Jak jednak przestrzegają greccy finansiści, Ateny nie mogą spocząć na laurach. Według szefa greckiego banku centralnego Lucasa Padademosa Grecję czekają dalsze reformy strukturalne i porządkowanie finansów publicznych. Iannis Stournaras, doradca ministra finansów, twierdzi, że aby osiągnąć pełną konwergencję z najbardziej rozwiniętymi gospodarkami Eurolandu, nie wystarczy jej zalecana dla strefy euro średnia wzrostu gospodarczego 3 proc. - Przez następne 15 lat grecka gospodarka musiałaby rozwijać się w tempie 5,5 proc. rocznie - mówi.
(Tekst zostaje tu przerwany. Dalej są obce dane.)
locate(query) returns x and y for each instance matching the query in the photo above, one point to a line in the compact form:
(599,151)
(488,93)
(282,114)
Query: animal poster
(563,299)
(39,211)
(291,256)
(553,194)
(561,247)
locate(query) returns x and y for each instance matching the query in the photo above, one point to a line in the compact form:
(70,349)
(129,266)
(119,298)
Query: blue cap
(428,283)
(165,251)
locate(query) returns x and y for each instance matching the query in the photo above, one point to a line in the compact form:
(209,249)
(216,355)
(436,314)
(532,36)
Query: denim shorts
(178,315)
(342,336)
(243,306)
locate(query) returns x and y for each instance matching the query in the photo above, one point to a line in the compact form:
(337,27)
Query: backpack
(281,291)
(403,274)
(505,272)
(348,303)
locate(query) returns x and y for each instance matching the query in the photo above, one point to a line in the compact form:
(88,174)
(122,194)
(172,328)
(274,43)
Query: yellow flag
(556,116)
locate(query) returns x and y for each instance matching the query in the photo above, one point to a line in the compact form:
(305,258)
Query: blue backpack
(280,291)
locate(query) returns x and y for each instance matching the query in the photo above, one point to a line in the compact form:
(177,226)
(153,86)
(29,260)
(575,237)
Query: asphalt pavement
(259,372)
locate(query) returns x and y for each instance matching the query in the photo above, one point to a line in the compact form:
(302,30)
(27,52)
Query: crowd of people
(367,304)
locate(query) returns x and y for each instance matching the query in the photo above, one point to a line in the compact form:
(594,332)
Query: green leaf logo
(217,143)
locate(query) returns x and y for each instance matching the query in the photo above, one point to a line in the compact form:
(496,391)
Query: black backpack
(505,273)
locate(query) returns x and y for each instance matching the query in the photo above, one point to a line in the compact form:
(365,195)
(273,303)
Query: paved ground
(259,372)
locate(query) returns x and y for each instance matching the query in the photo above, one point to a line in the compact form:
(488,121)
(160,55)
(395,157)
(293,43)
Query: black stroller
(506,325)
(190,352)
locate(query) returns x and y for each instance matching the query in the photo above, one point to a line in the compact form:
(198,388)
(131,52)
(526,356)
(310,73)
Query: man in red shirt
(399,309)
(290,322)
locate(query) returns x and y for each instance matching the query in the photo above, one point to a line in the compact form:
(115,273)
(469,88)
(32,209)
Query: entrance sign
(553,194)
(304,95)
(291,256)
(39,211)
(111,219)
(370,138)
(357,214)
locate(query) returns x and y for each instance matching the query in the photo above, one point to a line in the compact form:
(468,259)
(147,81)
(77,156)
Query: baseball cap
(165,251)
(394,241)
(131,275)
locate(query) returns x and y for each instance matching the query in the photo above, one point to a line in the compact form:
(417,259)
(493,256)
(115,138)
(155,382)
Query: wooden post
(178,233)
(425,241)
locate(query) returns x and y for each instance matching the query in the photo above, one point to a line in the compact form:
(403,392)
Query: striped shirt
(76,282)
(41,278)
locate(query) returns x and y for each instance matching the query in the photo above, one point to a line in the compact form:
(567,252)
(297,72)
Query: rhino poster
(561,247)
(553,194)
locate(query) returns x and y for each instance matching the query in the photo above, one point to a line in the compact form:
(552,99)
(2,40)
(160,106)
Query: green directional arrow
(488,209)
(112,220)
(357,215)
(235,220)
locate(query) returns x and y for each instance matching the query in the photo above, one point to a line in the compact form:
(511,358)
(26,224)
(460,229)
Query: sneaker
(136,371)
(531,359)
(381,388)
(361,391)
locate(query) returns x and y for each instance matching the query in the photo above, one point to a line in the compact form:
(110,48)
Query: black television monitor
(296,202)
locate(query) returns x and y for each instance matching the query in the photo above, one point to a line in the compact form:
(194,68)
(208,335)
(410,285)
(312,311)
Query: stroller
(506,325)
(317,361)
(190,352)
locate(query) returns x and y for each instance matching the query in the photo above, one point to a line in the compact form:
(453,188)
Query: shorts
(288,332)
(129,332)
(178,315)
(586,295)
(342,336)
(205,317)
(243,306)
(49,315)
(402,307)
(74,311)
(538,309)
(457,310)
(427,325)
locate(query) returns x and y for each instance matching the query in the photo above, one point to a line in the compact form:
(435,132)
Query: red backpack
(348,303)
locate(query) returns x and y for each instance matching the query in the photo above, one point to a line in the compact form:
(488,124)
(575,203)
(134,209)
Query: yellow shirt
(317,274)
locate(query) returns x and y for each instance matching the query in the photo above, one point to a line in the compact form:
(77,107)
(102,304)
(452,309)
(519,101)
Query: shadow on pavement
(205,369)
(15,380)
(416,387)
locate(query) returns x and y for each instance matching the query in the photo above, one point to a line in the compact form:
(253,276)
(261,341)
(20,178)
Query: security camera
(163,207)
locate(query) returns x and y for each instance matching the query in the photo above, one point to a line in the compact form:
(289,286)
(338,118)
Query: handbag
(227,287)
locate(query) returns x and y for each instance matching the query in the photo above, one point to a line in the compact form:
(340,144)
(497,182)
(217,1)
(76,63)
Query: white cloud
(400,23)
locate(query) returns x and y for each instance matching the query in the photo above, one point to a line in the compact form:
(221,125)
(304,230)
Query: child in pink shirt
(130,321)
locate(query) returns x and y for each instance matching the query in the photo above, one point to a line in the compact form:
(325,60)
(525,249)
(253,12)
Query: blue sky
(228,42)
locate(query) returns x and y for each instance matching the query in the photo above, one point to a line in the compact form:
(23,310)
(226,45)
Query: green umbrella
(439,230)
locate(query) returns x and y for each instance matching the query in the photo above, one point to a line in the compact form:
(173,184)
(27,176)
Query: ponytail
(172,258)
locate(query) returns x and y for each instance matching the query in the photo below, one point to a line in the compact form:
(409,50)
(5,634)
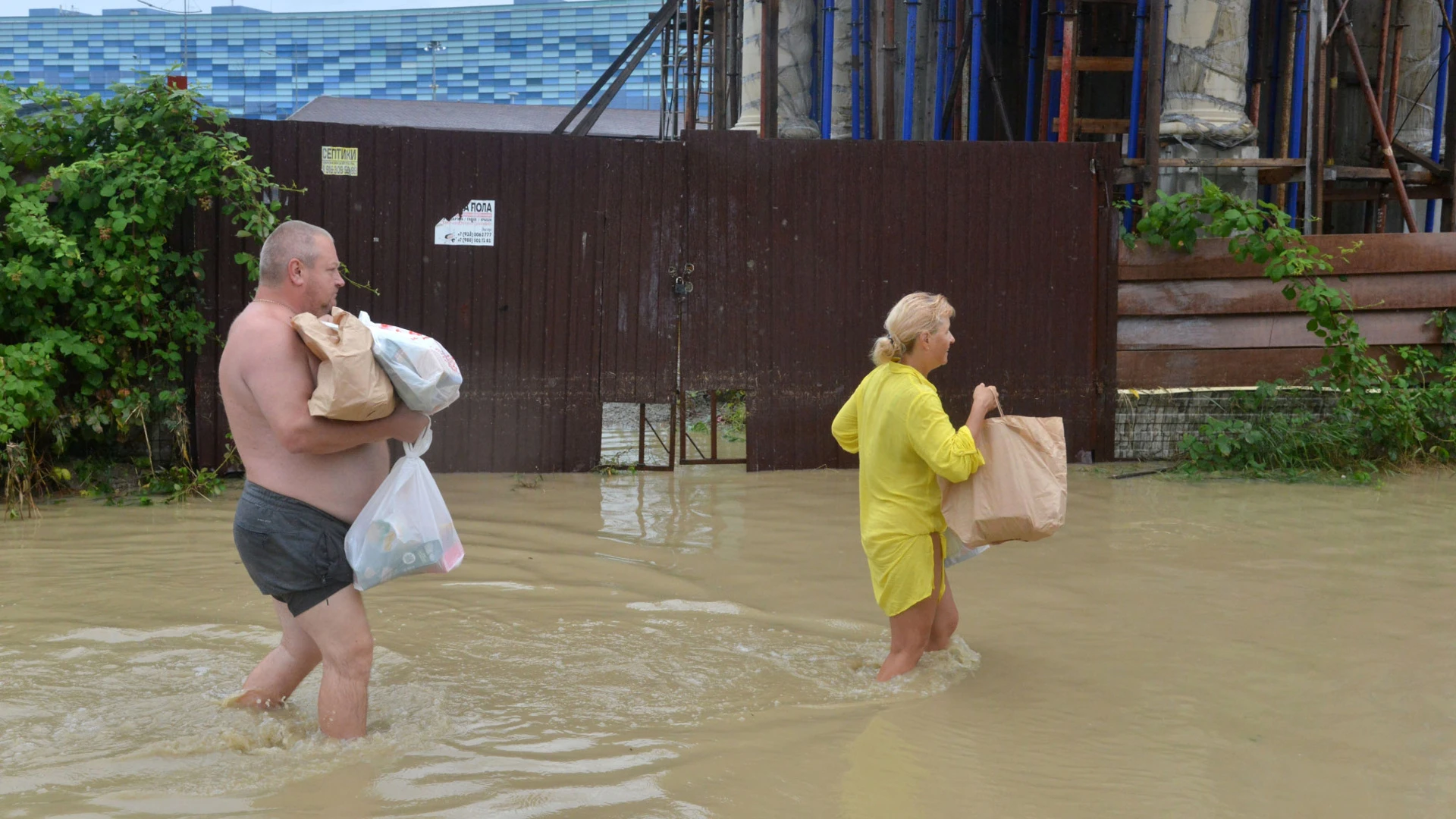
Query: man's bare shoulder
(255,331)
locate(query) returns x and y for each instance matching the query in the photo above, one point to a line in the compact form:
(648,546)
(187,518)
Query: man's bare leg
(340,629)
(275,678)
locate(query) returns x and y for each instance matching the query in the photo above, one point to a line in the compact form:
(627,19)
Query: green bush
(98,293)
(1386,413)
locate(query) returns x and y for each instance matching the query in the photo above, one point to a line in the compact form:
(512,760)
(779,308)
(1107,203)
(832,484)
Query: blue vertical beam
(1276,83)
(854,67)
(973,129)
(1440,111)
(1136,114)
(1033,55)
(827,77)
(1296,114)
(951,11)
(912,36)
(940,69)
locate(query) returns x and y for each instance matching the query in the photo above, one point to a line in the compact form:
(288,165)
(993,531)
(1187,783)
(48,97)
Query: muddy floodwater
(704,643)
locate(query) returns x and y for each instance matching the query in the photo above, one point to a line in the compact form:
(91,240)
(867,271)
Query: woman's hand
(984,397)
(982,403)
Poza strefą euro są obecnie trzy kraje UE: Dania, Wielka Brytania i Szwecja. Dania, która z własnej woli odrzuciła członkostwo w Eurolandzie, zdecyduje o tym, czy przyjmie euro, w referendum jesienią tego roku. Według czerwcowego sondażu instytutu Gallupa "za" jest 42 proc. Duńczyków, przeciw - 46 proc. Referendum w Wlk. Brytanii odbędzie się najprawdopodobniej po zapowiadanych na maj 2001 r. wyborach. Po Brytyjczykach w sprawie euro wypowiedzą się Szwedzi.